The year that just ended was prolific regarding good productions, choosing the best movies is then a hard job for a critic. However, here is my personal selection of the ten best for 2018 plus some that were very close to making to the list too. This inventory only includes films commercially released in Montreal. In ascending order, the ten best are:

10: BOHEMIAN RHAPSODY (USA). Directed by Bryan Singer. A brilliant biopic of Queen’s Fred Mercury, featuring a solid performance by Rami Malek. Great music too!

9: A FANTASTIC WOMAN (Chile). Directed by Sebastian Lelio. Winner of the Oscar for Best Foreign Film, this movie presents an emotionally-charged view of the life of a transgender woman and her struggle for love and dignity in a sexist society.

8: EYE ON JULIET (Canada). Directed by Kim Nguyen. An original story where love and technology cross paths.

7: VICE (USA). Directed by Adam McKay. Dick Cheney: the power behind the throne during George W. Bush. An intense and at times ironic look at the backrooms of American politics.

6: WIDOWS (USA). Directed by Steve McQueen III. In the absence of the male members of the gang, their widows take their place, with a vengeance.

5: THE WIFE (USA). Directed by Bjorn Runge. A Nobel Prize winner for Literature who is found to have some unexpected secrets.

4: GREEN BOOK (USA). Directed by Peter Farrelly. A black pianist in New York, hires an Italian-American driver for a tour of the Deep South. Despite their differences, the two would find common ground.

3: ISLE OF DOGS (USA). Directed by Wes Anderson. A great animation movie set in a dystopic Japan of the future: the film has Anderson’s surreal touch, but it is also an ironic and critical view of abusive authority.

2: BAD TIMES AT THE EL ROYALE (USA). Directed by Drew Goddard. Unfortunately, this movie didn’t have a long run in Montreal. With a narrative that resembles that of “Memento” for the interlocking of events and times, it features a beautiful, although violent story, well-narrated and performed.

1: IF BEALE STREET COULD TALK (USA). Directed by Barry Jenkins. This emotionally-charged film set in Harlem in the early 1970s, tells the love story of a black couple challenged by prejudice, racism, and also, the lack of understanding from some of the woman’s own family.

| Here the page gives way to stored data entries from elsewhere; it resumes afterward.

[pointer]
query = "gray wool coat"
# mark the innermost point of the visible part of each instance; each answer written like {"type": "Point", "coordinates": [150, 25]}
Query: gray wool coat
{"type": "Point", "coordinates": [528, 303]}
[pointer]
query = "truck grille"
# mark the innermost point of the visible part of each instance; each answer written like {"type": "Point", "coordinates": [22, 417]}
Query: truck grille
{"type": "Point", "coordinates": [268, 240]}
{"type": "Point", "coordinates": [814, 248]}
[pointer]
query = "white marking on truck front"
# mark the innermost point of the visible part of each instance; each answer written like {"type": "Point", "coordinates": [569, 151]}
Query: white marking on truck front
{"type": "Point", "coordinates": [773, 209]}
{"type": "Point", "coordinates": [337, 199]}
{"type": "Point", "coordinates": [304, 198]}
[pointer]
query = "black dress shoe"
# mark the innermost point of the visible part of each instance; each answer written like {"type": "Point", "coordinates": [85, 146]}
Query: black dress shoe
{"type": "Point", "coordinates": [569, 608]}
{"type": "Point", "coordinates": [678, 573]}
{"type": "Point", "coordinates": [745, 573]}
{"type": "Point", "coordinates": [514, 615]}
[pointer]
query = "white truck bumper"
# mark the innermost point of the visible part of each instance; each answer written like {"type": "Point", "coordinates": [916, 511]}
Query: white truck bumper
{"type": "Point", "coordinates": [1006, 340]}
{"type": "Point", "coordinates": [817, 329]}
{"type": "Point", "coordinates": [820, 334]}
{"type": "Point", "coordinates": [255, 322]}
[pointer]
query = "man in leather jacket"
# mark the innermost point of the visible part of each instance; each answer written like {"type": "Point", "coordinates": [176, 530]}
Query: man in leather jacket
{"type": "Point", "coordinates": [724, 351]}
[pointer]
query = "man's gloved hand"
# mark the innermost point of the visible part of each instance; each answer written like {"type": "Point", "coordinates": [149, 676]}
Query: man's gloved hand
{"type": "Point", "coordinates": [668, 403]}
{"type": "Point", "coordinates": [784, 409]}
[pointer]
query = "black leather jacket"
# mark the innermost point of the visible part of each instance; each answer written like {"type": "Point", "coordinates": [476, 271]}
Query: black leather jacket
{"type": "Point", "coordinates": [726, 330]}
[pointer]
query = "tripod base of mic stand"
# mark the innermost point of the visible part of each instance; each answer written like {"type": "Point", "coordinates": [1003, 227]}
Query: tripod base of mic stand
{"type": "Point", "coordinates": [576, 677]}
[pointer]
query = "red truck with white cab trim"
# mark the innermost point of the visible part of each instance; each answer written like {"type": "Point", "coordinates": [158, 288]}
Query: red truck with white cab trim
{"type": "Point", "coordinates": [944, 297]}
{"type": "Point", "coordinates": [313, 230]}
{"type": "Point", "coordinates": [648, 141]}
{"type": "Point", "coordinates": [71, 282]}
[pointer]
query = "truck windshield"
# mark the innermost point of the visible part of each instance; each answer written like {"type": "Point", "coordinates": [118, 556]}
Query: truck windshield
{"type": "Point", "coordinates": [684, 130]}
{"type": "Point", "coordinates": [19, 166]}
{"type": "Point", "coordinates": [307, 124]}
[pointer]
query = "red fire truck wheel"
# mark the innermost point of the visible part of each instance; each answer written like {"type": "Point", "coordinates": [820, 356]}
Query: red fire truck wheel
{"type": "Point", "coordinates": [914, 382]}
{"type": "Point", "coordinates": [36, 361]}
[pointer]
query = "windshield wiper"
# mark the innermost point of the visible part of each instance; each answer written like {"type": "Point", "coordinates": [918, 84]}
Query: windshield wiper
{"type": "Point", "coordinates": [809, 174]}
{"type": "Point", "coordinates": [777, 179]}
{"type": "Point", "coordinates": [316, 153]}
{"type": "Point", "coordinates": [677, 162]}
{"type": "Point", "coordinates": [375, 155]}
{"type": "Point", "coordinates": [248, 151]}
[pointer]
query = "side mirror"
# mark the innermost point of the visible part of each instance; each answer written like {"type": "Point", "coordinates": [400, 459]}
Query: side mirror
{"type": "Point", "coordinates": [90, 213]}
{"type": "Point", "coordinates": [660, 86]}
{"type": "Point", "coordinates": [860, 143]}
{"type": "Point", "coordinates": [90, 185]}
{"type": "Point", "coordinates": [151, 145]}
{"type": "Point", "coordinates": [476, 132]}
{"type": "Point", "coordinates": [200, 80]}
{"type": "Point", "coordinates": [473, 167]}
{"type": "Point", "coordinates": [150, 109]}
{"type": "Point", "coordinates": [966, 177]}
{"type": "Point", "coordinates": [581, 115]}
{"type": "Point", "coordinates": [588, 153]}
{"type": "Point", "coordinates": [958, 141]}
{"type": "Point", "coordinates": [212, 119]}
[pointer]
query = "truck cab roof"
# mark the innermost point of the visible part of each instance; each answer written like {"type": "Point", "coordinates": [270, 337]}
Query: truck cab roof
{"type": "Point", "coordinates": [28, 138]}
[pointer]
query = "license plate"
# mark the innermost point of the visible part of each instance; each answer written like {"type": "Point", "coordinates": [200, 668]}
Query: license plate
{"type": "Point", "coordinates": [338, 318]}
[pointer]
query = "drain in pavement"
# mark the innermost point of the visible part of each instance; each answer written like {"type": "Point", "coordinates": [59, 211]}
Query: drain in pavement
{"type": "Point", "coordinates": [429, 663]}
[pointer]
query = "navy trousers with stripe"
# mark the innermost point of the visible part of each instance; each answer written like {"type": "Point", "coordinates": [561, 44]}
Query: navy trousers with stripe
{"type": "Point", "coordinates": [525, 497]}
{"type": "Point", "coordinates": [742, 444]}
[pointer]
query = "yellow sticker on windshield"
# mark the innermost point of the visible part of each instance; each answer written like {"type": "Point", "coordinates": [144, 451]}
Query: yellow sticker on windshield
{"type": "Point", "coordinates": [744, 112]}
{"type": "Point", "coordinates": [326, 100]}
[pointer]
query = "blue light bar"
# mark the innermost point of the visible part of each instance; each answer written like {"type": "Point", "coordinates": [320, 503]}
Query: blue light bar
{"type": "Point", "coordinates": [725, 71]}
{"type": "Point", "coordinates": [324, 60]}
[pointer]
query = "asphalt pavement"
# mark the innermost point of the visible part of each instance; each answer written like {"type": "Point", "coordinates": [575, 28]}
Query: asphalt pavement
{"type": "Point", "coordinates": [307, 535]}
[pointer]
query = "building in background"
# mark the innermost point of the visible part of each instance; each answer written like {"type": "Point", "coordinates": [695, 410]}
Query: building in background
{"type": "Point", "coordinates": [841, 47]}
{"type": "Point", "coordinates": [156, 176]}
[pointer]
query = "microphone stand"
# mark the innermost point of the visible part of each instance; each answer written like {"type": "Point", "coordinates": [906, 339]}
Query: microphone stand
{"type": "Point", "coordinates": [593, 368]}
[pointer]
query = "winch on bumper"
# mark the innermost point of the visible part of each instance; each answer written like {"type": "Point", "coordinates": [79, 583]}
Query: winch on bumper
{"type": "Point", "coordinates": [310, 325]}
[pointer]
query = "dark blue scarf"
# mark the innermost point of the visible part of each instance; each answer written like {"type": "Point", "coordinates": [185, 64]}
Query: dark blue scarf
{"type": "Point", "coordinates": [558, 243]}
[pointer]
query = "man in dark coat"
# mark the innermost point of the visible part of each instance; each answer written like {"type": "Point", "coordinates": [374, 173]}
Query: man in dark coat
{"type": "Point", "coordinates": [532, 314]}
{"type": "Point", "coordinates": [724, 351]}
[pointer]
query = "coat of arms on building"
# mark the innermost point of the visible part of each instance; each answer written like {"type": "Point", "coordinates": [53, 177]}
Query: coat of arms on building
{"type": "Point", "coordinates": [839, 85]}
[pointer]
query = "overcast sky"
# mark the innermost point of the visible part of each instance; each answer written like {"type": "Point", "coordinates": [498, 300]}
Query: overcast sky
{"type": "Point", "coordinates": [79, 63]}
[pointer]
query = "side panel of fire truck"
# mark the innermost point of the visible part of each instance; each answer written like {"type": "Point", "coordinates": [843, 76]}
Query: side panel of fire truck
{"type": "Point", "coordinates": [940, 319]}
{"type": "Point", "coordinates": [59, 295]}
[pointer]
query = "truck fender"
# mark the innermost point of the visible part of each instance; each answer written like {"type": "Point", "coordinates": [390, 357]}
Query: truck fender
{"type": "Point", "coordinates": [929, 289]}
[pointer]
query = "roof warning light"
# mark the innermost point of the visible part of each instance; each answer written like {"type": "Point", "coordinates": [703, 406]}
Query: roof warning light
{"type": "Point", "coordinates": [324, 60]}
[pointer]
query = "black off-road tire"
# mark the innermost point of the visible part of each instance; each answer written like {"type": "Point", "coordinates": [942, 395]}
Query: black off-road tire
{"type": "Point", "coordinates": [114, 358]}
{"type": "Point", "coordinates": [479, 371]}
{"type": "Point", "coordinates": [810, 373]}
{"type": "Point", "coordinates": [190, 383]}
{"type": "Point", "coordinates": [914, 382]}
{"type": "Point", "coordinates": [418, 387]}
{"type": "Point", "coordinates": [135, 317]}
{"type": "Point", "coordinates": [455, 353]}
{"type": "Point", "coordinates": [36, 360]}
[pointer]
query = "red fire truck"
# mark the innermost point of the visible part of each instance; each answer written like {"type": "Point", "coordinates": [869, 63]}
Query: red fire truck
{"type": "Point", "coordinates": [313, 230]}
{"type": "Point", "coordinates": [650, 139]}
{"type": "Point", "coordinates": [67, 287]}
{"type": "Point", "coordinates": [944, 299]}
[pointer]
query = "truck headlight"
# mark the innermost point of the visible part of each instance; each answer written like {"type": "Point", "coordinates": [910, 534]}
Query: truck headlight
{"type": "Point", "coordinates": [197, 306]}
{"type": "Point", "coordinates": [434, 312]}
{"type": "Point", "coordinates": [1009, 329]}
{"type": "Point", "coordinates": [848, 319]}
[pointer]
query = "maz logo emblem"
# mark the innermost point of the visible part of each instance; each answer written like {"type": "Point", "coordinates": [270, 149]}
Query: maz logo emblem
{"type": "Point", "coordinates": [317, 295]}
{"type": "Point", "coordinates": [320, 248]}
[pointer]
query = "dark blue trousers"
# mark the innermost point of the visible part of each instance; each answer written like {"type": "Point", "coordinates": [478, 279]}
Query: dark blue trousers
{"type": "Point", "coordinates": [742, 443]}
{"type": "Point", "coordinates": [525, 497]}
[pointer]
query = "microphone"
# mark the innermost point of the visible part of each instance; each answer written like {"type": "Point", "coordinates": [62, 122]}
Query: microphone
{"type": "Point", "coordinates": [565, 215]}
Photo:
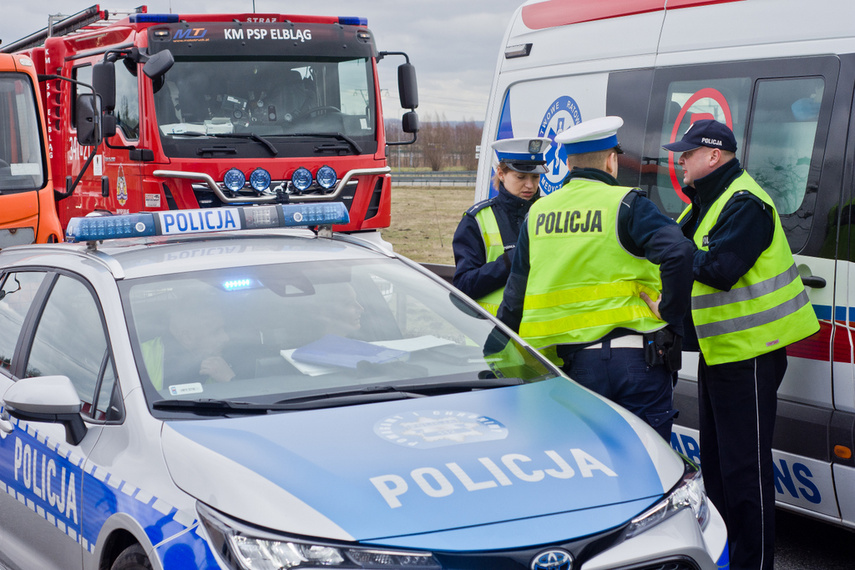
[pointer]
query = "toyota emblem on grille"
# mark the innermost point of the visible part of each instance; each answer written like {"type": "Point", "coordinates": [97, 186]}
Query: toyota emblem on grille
{"type": "Point", "coordinates": [552, 560]}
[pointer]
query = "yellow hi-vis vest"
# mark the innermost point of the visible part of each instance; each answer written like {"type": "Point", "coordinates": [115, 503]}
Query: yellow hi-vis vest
{"type": "Point", "coordinates": [582, 283]}
{"type": "Point", "coordinates": [494, 248]}
{"type": "Point", "coordinates": [768, 308]}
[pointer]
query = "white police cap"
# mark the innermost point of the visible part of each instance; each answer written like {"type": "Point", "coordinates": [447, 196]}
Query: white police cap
{"type": "Point", "coordinates": [523, 154]}
{"type": "Point", "coordinates": [591, 136]}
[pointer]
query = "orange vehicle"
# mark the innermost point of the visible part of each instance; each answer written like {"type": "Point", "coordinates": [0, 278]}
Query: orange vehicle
{"type": "Point", "coordinates": [27, 208]}
{"type": "Point", "coordinates": [216, 110]}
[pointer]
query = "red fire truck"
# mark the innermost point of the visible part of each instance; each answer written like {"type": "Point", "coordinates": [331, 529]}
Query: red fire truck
{"type": "Point", "coordinates": [210, 110]}
{"type": "Point", "coordinates": [27, 211]}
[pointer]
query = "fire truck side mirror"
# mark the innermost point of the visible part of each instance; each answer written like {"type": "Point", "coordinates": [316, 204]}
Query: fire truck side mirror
{"type": "Point", "coordinates": [88, 121]}
{"type": "Point", "coordinates": [408, 89]}
{"type": "Point", "coordinates": [104, 81]}
{"type": "Point", "coordinates": [410, 122]}
{"type": "Point", "coordinates": [158, 64]}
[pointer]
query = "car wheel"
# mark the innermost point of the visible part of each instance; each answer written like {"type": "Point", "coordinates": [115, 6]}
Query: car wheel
{"type": "Point", "coordinates": [132, 558]}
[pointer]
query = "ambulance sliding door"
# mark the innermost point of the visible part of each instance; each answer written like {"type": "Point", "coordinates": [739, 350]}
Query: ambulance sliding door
{"type": "Point", "coordinates": [781, 112]}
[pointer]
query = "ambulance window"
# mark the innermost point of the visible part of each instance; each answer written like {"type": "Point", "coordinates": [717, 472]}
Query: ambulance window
{"type": "Point", "coordinates": [16, 295]}
{"type": "Point", "coordinates": [722, 99]}
{"type": "Point", "coordinates": [783, 129]}
{"type": "Point", "coordinates": [70, 340]}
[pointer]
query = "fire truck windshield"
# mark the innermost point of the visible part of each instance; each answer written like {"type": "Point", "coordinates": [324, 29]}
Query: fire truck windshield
{"type": "Point", "coordinates": [281, 101]}
{"type": "Point", "coordinates": [22, 165]}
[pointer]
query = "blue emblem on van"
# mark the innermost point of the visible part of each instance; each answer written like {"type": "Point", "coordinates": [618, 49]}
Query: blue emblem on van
{"type": "Point", "coordinates": [562, 114]}
{"type": "Point", "coordinates": [552, 560]}
{"type": "Point", "coordinates": [437, 428]}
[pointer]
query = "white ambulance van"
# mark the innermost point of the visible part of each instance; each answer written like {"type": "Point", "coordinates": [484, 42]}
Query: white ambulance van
{"type": "Point", "coordinates": [781, 74]}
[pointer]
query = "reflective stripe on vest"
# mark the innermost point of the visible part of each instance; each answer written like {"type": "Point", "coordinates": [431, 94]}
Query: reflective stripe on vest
{"type": "Point", "coordinates": [768, 308]}
{"type": "Point", "coordinates": [583, 284]}
{"type": "Point", "coordinates": [494, 249]}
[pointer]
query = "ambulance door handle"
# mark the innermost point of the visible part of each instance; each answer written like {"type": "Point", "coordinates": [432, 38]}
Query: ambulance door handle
{"type": "Point", "coordinates": [814, 281]}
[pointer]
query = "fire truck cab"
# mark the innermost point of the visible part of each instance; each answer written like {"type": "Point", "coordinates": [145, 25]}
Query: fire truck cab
{"type": "Point", "coordinates": [27, 210]}
{"type": "Point", "coordinates": [242, 109]}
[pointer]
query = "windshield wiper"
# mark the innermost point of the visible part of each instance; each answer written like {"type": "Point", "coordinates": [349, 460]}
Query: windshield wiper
{"type": "Point", "coordinates": [338, 136]}
{"type": "Point", "coordinates": [344, 398]}
{"type": "Point", "coordinates": [459, 385]}
{"type": "Point", "coordinates": [210, 406]}
{"type": "Point", "coordinates": [252, 136]}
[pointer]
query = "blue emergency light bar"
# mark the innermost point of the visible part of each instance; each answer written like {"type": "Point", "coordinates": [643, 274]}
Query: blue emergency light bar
{"type": "Point", "coordinates": [352, 21]}
{"type": "Point", "coordinates": [178, 222]}
{"type": "Point", "coordinates": [153, 18]}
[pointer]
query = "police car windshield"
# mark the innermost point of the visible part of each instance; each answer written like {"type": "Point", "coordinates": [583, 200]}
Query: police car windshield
{"type": "Point", "coordinates": [301, 335]}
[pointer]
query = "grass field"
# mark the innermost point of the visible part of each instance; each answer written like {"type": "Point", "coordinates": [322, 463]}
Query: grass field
{"type": "Point", "coordinates": [424, 220]}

I should also consider some other remarkable films released in Montreal this year that deserve to be among the best movies of 2018, in no particular order they are:

A STAR IS BORN (USA, Bradley Cooper), BEN IS BACK (USA, Peter Hedges), THE INCREDIBLES 2 (USA, Brad Bird), WHAT THEY HAD (USA, Elizabeth Chomko), SHOPLIFTERS (Japan, Hirokazu Koreeda), FIRST MAN (USA, Damien Chazelle), THE FRONT RUNNER (USA, Jason Reitman), I FEEL PRETTY (USA, Abby Kohn and Marc Silverstein), DON’T WORRY HE WON’T GET FAR ON FOOT (USA, Gus Van Sant), AT ETERNITY’S GATE (USA, Julian Schnabel), WELCOME TO MARWEN (USA, Robert Zemeckis), SMALLFOOT (USA, Karey Kirkpatrick), OCEAN’S EIGHT (USA, Gary Ross), FOXTROT (Israel, Samuel Maoz), THE DEATH OF STALIN (U.K., Armando Iannucci), THE OLD MAN AND THE GUN (USA, David Lowery), COLD WAR (Poland, Pawel Pawlikowski), THE INSULT (Lebanon, Ziad Doueiri).


Not surprisingly, American-made movies dominate the list with only a few exceptions. This dominance is basically a market situation, in turn, produced by economic power, not an indication of superior quality, in fact, those attending film festivals could attest at the high quality of productions from many other parts of the world. In any case, many of these U.S. productions carry critical views of American policies, society, and politics, which also made them interesting.